After finishing my Master's degree in June I didn't really have anything to do. My PhD application was rejected (although I was interviewed), and I wasn't hired for a position that was recruited for through my degree. Oh well. I spent another month in Cambridge to make the most of it, and it was fun hanging out with the boat club. After that I returned home in July and didn't really have a reason to leave the house until a few weeks ago.

Finding work was actually quite difficult. "Legal researcher" isn't exactly an in-demand position, and jobs with transferrable skills are few and far between. I applied for basically every job that sounded like something I could do. Almost all of these were in London (that's an expensive, 90+ minute commute) because that's where all the jobs in this country are, but I could do most of them remotely and get that slightly higher London wage.

I was mostly met with rejection (or silence), but was told I was the second choice for this shady crypto ad company role. It paid very well, but I don't know if I wanted to put my name on the articles I'd be writing. Could come back to bite me as an academic, you know? There was also a research assistant role looking at AI policy that I really wanted. It paid slightly more and was a much shorter commute, but it would also look really good on a resume. I was feeling cautiously optimistic about it, but I didn't get an interview.

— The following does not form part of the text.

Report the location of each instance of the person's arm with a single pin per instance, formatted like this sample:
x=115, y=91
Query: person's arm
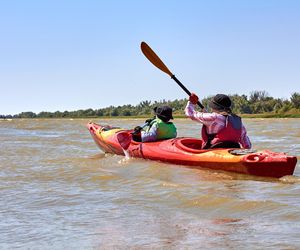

I did notice they were also recruiting for a part-time role, and sent off an application using the same things I'd uploaded for the other job about an hour before they stopped recruiting. I wasn't expecting much, but I ended up interviewing for it, thought I did horribly, but received an offer about a week later. I'm pretty sure I was the only law guy who interviewed for it (which helped, given the research project) but mentioning this website seemed to have helped a lot, too.

I've not been assigned any tasks yet (just attending meetings and doing background reading so far) but it seems like an interesting project that will (hopefully) have a positive impact on the judicial system. The office is nice and if I lived closer I'd probably come in more often. They stock my favourite drink and there are Herman Miller chairs as far as the eye can see; I can understand the hype now. My work laptop is crazy expensive (and handily outperforms my desktop, even though I'm only using it to read .pdfs). I'm very afraid of breaking it.

I guess this is the pay-off to the last few years of work. The last couple of months weren't so hot, but I'm feeling good about the future. Only working 10 hours a week is pretty good, too.